Best practices to prevent initialization bugs?

BLAIR
BLAIR Member Posts: 48 Member
edited October 22 in Building With Reaktor

I hear initialization bugs can be weird and hard to track down, I also heard someone avoid using the first outlet of the order module to prevent it, does that work? And what are other ways you can prevent it in primary / core? Cheers

Comments

  • MvKeinen
    MvKeinen Member Posts: 41 Member
    edited May 2023

    Do you have any specific case?

    User Quietschboy (m. wadewitz) has a great overview about init behaviour

    Often it happens that a value isn't properly "updated" during init. eG if you have a counter counting values like so:


    and outside of that counter we have this:

    the output $ of the counter will be 15 on init.

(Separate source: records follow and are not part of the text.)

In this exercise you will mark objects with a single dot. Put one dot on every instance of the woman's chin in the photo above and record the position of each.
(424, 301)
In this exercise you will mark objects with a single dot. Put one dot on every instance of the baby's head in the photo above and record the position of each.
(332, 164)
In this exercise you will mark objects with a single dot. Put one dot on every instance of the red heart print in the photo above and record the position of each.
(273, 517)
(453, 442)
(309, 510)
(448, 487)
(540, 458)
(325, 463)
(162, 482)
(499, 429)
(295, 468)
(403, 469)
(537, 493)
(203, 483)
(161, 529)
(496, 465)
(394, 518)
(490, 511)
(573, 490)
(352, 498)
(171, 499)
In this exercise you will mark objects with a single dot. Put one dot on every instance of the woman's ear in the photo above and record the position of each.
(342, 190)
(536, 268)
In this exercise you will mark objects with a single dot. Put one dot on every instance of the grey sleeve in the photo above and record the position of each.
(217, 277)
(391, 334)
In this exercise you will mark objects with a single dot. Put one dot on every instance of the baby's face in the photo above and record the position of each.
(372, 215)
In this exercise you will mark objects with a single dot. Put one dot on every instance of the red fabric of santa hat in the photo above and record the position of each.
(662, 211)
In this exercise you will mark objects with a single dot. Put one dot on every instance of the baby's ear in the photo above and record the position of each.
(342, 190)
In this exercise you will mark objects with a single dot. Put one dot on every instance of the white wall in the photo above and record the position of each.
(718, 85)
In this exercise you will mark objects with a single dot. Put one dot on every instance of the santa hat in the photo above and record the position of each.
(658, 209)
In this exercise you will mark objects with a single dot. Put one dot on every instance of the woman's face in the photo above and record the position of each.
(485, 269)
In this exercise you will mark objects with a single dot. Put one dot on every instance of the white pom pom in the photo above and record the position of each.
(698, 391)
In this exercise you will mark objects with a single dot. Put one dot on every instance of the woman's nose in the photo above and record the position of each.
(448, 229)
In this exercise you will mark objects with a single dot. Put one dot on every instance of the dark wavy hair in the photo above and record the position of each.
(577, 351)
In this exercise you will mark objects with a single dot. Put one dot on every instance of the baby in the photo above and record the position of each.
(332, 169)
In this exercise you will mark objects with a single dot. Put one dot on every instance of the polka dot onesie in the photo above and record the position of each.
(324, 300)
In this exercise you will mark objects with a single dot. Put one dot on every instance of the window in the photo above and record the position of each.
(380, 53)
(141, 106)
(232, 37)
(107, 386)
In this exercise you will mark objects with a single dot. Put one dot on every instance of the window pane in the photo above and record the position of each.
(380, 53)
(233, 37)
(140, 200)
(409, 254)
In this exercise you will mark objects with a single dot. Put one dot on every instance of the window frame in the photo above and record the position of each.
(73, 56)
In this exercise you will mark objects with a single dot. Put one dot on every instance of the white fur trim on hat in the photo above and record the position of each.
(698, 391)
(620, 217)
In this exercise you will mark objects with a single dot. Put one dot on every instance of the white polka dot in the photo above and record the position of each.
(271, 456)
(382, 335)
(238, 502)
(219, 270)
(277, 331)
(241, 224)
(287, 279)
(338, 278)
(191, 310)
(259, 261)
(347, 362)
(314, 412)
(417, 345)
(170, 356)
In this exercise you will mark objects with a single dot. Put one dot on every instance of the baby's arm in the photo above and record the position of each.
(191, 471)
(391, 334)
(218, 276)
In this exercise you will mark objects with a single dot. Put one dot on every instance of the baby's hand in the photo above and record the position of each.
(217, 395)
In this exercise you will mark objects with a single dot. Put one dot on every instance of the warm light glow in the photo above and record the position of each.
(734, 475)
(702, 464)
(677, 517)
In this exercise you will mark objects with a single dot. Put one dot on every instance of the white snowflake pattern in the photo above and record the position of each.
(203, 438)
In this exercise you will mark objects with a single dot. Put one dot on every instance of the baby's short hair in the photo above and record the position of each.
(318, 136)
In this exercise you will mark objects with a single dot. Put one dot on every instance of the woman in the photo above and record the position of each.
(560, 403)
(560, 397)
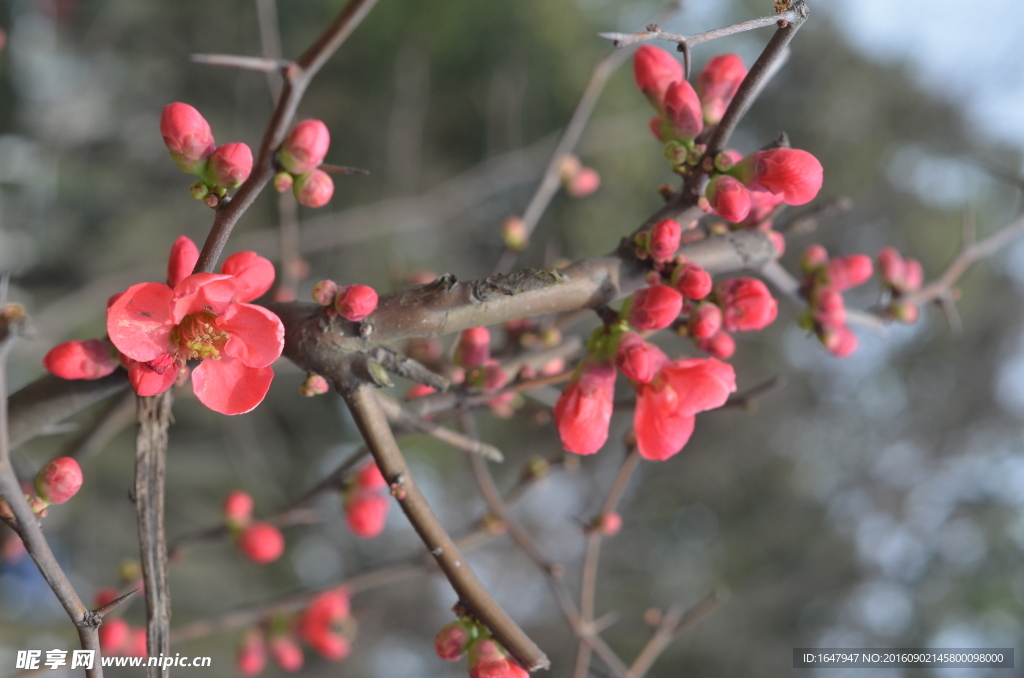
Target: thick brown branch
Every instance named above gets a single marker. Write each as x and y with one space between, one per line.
376 431
151 459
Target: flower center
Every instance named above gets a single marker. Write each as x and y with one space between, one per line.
198 337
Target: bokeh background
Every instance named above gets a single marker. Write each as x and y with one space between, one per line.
877 501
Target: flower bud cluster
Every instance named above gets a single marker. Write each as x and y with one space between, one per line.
353 302
189 140
300 157
824 281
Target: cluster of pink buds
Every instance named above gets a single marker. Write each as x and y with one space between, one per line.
300 157
486 657
189 140
353 302
578 180
260 542
899 278
824 281
55 483
117 637
366 506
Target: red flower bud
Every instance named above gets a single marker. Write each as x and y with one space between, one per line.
114 635
638 359
728 198
261 543
682 110
184 254
584 182
848 271
692 281
452 640
355 302
252 653
813 258
287 653
313 385
654 70
313 189
584 410
230 165
747 304
186 135
706 321
840 341
795 174
366 513
238 509
665 240
91 358
655 307
474 347
305 146
718 83
59 480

    if you want the counter to output a value only on "user input" either use a mod math module or put the latch behind the add.

    Seems simple, but I guess around 80% of the init bugs come from that problem maybe more.

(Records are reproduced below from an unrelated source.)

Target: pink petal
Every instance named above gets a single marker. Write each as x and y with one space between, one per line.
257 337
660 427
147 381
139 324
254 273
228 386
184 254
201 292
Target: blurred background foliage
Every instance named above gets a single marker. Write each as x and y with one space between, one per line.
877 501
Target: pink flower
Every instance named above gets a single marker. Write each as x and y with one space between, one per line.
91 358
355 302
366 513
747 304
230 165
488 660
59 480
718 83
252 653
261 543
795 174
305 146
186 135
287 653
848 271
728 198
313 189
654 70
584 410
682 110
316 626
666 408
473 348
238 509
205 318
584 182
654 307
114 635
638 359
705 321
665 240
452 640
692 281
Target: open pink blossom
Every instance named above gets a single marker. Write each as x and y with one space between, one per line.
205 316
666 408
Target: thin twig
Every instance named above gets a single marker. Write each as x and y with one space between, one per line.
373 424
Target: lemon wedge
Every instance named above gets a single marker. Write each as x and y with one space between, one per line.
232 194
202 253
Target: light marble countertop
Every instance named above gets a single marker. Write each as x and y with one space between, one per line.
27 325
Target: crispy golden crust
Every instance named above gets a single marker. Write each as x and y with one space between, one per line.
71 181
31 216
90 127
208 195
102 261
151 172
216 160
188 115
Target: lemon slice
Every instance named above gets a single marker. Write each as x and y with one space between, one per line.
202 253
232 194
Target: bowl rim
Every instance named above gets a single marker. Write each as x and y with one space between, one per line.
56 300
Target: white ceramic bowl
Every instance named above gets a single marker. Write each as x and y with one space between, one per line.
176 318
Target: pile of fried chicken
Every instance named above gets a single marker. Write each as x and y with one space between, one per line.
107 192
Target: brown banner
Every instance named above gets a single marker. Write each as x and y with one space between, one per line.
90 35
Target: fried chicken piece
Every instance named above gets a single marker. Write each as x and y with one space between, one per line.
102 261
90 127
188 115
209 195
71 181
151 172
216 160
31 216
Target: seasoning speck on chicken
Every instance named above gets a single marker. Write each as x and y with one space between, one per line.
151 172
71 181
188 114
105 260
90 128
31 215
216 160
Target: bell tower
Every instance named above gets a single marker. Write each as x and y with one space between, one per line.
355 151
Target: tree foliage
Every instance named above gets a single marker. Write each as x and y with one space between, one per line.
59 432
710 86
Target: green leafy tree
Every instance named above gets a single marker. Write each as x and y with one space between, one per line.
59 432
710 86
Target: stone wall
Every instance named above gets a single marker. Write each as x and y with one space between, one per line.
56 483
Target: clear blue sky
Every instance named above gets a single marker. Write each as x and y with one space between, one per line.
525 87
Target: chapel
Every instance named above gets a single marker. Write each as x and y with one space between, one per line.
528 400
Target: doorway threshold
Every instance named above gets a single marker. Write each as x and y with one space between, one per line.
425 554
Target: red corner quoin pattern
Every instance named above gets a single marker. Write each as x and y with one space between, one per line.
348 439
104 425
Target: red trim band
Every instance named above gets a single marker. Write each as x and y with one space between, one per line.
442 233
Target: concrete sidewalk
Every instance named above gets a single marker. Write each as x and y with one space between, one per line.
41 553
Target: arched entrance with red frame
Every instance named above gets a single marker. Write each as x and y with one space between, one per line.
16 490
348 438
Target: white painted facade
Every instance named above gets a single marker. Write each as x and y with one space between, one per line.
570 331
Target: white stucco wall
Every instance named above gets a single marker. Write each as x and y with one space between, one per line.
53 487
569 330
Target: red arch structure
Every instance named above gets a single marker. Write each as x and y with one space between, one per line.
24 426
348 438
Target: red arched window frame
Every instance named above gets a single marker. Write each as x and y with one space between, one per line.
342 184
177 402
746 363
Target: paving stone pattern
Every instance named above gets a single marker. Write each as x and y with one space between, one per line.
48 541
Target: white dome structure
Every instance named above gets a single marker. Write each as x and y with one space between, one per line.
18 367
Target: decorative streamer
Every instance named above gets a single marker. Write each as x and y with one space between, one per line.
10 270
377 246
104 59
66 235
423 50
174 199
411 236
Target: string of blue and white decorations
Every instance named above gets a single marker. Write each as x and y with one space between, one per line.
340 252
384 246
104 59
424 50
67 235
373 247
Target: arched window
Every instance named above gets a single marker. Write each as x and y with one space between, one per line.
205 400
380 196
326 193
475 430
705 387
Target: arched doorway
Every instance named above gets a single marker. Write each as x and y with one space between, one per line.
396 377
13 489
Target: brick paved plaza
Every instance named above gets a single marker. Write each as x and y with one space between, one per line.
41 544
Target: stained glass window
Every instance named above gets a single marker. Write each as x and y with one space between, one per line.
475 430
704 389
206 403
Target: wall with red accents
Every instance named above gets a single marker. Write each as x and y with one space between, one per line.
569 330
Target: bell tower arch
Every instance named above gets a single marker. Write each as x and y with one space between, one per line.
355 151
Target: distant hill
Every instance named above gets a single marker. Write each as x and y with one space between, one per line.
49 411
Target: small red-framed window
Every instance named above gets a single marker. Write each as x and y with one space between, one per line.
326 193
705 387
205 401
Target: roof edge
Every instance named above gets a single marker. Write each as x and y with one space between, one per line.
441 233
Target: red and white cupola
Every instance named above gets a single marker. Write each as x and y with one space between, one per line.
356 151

    to track down initialisation bugs the ACEW from the same user Quietschboy is a great tool

    https://www.native-instruments.com/de/reaktor-community/reaktor-user-library/entry/show/10125/
    
  • BLAIR
    BLAIR Member Posts: 48 Member

    oh okay awesome thanks for linking the thread

  • Quietschboy
    Quietschboy Member Posts: 47 Helper
    edited May 2023

    Hey Blair, there´s no best practice to prevent init bugs, but it´s a good practice to learn how initialization works in Reaktor.

    Which main initializations do exist? What are their steps? How do each of them differ in Primary and Core? These are a lot of combinations and they are less intuitive, unfortunately. But this whole task is absolutely doable. My Table and the comments in the thread MvKeinen linked may help, ACEW may help. Play around and try this and that. With time, you´ll get into it.

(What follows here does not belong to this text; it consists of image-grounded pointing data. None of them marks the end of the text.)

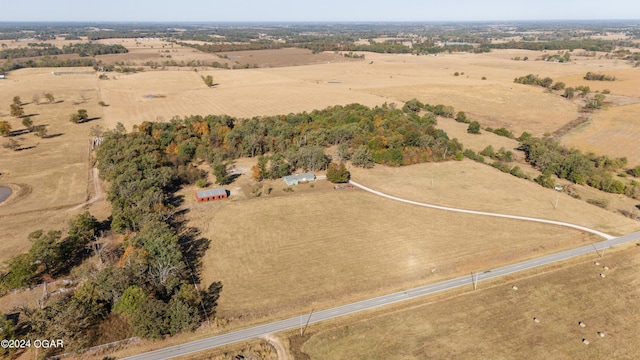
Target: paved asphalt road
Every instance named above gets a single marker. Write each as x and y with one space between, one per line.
295 322
483 274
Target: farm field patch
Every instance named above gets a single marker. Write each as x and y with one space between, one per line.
498 322
50 175
475 186
322 248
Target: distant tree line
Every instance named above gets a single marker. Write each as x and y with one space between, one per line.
44 49
548 156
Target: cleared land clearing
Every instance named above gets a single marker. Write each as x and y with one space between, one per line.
613 131
281 256
497 322
52 171
475 186
495 102
240 93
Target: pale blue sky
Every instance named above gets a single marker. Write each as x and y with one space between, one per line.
320 10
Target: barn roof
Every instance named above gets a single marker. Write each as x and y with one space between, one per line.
211 192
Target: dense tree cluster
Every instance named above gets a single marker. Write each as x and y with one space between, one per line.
550 157
298 141
534 80
587 44
47 49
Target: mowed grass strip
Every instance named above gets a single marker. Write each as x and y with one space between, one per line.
497 322
282 256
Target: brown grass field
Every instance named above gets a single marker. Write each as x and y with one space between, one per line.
612 131
285 254
307 240
50 174
496 322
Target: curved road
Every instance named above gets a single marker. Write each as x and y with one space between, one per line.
483 213
298 321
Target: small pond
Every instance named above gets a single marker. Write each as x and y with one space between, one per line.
5 192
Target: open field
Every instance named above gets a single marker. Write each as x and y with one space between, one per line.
497 322
288 253
475 186
240 93
50 175
612 131
328 247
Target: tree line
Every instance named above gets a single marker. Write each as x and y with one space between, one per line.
548 156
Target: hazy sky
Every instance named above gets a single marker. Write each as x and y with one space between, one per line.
319 10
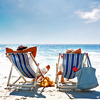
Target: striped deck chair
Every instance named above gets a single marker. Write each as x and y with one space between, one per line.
20 62
69 61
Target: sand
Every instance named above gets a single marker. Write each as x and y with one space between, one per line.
48 93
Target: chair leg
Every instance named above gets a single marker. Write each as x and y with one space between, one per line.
10 75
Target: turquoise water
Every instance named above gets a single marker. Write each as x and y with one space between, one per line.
48 54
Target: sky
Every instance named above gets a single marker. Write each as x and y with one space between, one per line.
49 21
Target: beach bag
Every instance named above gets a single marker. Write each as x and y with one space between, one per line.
86 77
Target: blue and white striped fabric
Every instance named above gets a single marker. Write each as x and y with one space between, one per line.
69 61
21 61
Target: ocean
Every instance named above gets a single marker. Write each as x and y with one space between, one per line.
48 55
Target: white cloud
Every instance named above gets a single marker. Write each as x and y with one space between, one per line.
90 16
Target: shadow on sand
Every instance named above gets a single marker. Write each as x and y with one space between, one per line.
83 95
32 93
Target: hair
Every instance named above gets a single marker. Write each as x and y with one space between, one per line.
21 47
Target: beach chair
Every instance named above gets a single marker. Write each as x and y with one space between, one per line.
20 62
68 62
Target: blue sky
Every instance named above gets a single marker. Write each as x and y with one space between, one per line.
49 21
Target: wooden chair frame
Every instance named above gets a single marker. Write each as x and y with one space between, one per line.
66 84
23 85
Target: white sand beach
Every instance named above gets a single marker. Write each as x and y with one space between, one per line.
48 93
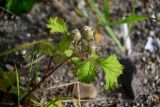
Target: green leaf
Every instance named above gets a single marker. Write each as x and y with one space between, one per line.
19 6
112 69
130 19
57 25
86 71
68 52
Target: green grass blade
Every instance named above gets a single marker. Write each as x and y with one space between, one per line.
26 45
106 10
130 19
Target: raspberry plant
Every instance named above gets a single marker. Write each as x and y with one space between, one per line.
79 45
76 47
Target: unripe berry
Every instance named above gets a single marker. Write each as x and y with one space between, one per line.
88 33
75 35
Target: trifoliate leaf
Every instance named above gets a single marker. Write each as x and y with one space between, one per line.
57 25
68 53
86 72
112 69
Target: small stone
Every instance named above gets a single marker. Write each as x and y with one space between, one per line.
86 90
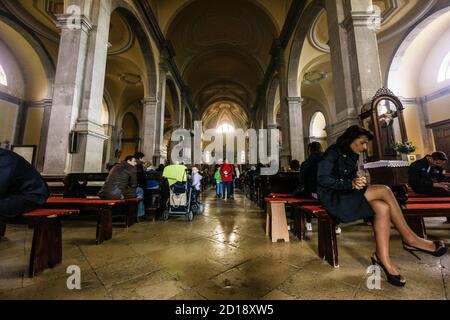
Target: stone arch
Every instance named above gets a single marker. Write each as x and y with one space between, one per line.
271 98
301 34
257 3
172 89
143 36
39 48
392 76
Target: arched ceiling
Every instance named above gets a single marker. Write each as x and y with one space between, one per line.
221 43
125 76
225 112
395 15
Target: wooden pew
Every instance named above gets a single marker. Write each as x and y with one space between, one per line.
276 223
283 182
82 185
326 232
416 211
55 184
104 209
46 248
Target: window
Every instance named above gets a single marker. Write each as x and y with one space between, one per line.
225 128
317 126
444 71
3 80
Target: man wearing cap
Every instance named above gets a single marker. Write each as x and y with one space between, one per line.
427 176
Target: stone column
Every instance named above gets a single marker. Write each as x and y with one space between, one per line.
355 59
91 132
159 140
280 66
68 85
296 128
149 135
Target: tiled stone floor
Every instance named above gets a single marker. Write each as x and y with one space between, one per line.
222 254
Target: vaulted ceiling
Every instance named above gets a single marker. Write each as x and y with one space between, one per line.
222 50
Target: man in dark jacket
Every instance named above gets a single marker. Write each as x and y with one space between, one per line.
140 169
22 188
427 176
122 183
308 176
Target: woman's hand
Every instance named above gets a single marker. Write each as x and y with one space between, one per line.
359 183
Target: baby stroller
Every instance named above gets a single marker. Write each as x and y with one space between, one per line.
180 198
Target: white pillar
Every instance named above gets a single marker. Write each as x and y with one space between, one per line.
67 92
355 58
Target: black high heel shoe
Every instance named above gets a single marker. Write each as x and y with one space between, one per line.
438 252
395 280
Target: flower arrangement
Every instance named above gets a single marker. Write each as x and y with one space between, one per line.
403 148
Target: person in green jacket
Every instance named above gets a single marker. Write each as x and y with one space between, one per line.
219 184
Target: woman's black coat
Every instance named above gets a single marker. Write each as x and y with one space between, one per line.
334 186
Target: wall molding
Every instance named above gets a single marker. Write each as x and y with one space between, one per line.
441 93
9 98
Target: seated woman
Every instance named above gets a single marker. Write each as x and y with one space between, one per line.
348 198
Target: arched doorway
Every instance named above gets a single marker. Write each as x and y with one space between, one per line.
130 135
317 131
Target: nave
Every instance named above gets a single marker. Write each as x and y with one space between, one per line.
223 254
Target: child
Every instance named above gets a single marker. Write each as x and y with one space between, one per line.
218 178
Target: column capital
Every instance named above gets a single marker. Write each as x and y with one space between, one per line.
366 19
74 22
147 101
292 100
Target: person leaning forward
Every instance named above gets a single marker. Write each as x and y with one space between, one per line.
22 188
121 182
427 176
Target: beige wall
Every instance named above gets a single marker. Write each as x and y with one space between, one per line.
8 112
33 127
14 75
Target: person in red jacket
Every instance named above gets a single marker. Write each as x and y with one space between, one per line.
227 173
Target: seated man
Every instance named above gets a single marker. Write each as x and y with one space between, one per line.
22 188
427 176
121 183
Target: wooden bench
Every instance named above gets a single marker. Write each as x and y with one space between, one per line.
326 231
416 211
276 222
46 248
103 208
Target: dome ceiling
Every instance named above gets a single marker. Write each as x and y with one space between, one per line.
222 42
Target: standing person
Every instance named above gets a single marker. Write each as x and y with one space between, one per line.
427 176
122 183
196 184
237 176
227 171
22 188
308 178
348 198
140 169
218 179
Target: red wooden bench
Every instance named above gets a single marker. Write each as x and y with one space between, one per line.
326 231
415 212
276 223
46 248
103 208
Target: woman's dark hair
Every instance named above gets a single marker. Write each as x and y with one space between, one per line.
314 148
139 155
295 165
351 134
129 158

    The upper outport of the order module should be left free, if the downstream structure should NOT be updated at the simultaneous initialization step, but beeing shifted to post init, leaving it as a normal Reaktor event. Many Builders leave port 1 always free (maybe without knowing why exactly). In most cases it is OK to delay an init event to post init (using outport 2 to n), but sometimes..., sometimes it must be on init time (port 1). But yes, mostly it doesn´t hurt to shift it and it costs nothing. On the other hand: Port 1 can be used in most cases. So it depends on you.

    It´s worth to learn the initialization in the first phase to avoid a lot of headaches later on.

    Beside that, there is another awkward topic that can lit up, especially when using Multiplexing:

    It is called "Thread safeness issue". This is about events shaked through GUI and Audio thread (these are different threads on your CPU), resulting in a changed event order... But this is another story. Max Zagler wrote a great PDF about that. It should be downloadable somewhere. Search for Partial Framework or Thread safeness.